3. Reform in the level of health.
Efforts should be made to improve the level of health of tribal people. This will require provision of medicines, pure water, nutritive food, clean and properly ventilated houses and generally healthy atmosphere.
4. Social reforms.
Whatever may be the opposition from certain vested interests, efforts to carry out social reforms in tribals must be realized. The evil customs of bride price, magic and ritualiyn, child marriage, prostitution etc. should be removed. These social reforms can be carried out only after economic reforms.
5. Political reforms.
It is a pity that the Government officials posted in tribal areas misuse the ignorance of tribal people and exploit them for different purposes. They scorn the tribal culture and are completely indifferent to their welfare. The Government should appoint such officials as are conversant with tribal culture and intend to improve the condition of tribal people.
In free India the State and Central Governments have made incessant efforts in the direction of tribal welfare. At the central level a Commissioner attached to Home Ministry takes care of tribal welfare. Under him there are several regional Assistant Commissioners whose number has now increased to 16.
In the States, there are special Directorates of tribal welfare. In Assam five District and Regional councils have been established for tribal welfare.
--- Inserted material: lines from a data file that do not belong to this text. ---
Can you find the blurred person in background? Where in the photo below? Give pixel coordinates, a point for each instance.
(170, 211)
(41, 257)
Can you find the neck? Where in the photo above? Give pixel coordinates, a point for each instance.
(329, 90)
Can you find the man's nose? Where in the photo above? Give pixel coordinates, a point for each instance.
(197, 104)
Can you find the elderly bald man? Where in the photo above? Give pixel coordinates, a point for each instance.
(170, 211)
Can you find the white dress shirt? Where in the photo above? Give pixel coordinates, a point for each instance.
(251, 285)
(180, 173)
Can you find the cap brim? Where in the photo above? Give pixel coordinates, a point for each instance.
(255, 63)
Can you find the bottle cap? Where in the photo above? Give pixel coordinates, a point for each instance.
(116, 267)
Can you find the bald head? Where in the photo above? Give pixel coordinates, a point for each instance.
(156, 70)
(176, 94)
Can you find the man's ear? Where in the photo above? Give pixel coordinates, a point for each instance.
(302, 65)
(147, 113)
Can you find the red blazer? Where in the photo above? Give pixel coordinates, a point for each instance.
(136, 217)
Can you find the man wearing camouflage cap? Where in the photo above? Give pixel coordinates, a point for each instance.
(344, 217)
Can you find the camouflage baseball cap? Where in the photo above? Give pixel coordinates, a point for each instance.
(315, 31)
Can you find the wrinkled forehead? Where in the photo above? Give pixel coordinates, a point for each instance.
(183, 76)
Tribal Research Institutes for the study of tribal culture and language are working in Bihar, Madhya Pradesh, Orissa and other states. Efforts are being made to expand educational facilities in tribal areas.
Thousands of scholarships have been granted by Central and State Governments. Provisions have been made for special seats for tribal people in medical, engineering and technical colleges. Posts have been reserved for them in public services. Primary and secondary schools have been established in tribal areas where there is provision for free education.
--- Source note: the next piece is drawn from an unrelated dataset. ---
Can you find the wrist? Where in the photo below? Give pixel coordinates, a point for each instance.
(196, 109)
In the political field the tribes send their representatives to State and Central Legislatures, some of whom have risen to the rank of Deputy Ministers and Ministers. Some tribal youths qualify in All India Services and their number is gradually increasing.
For the economic regeneration of the tribes, the Government has enforced rules regarding land ownership and utilization of land. Crores of rupees have been spent for the development of cottage industries.
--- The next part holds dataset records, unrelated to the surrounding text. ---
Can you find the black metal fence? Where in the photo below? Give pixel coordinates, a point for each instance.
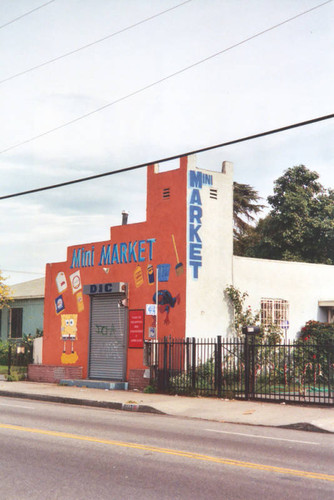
(243, 369)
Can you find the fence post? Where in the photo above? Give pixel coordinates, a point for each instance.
(247, 367)
(193, 365)
(219, 365)
(9, 357)
(165, 367)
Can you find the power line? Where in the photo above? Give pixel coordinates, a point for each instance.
(138, 91)
(127, 28)
(26, 14)
(20, 272)
(163, 160)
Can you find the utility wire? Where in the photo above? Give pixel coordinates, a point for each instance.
(20, 272)
(127, 28)
(163, 160)
(26, 14)
(138, 91)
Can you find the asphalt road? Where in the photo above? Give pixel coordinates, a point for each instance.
(51, 451)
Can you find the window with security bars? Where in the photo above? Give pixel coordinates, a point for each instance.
(274, 312)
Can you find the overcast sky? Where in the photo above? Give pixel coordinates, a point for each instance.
(279, 78)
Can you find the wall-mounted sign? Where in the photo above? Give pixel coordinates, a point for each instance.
(152, 332)
(151, 309)
(98, 288)
(136, 327)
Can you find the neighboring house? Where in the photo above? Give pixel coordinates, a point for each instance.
(26, 312)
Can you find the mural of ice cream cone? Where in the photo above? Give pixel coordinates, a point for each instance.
(179, 265)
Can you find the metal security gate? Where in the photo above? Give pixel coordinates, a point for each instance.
(108, 338)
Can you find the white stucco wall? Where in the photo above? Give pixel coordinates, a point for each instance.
(301, 284)
(206, 308)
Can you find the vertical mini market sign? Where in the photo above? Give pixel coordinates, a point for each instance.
(195, 213)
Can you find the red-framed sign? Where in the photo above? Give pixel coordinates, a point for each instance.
(136, 327)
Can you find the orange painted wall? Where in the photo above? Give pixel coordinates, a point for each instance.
(166, 216)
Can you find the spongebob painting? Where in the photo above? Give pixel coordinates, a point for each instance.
(69, 333)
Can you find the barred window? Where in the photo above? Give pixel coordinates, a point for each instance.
(274, 312)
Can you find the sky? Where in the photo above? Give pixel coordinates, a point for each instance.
(52, 127)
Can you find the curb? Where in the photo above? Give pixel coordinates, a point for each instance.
(133, 407)
(84, 402)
The Community Projects have been established everywhere. Grain shops have been opened which provide improved types of seeds. Laws in connection with debt have been enforced. Special multi-purpose tribal blocks have been created. Shifting cultivation is restricted and tribal families have been made to settle permanently on suitable land. Efforts have been made to provide housing facilities in some tribal areas.
Hospitals have been opened which provide free medicines, check epidemics and cure all types of diseases. Research Institutes have been opened for the study of tribal culture and language. New roads have been made and old roads improved in the tribal areas. Personnel working for tribal welfare are given special training for this purpose.
Institutes for their training have been established in Madhya Pradesh, West Bengal, Assam, Rajasthan Maharashtra and other States.
The above brief outline of the State and Central Government efforts in the direction of tribal welfare show the extent of work that has been done in different Five Year Plans. This has definitely led to some improvement in some directions. The solution of tr&al problems, however, requires a multi-sided planning.
To quote D.N. Majumdar, an authority on Indian tribal problems: “There is no one solution to tribal problems, there is no common platform to demand it. There are levels of cultural development and there are different patterns of life that the tribes own. In any scheme of rehabilitation of tribal life, the attitudes and configurations of culture must be known to work out plans, as what is true of one culture area may not be so for a second.”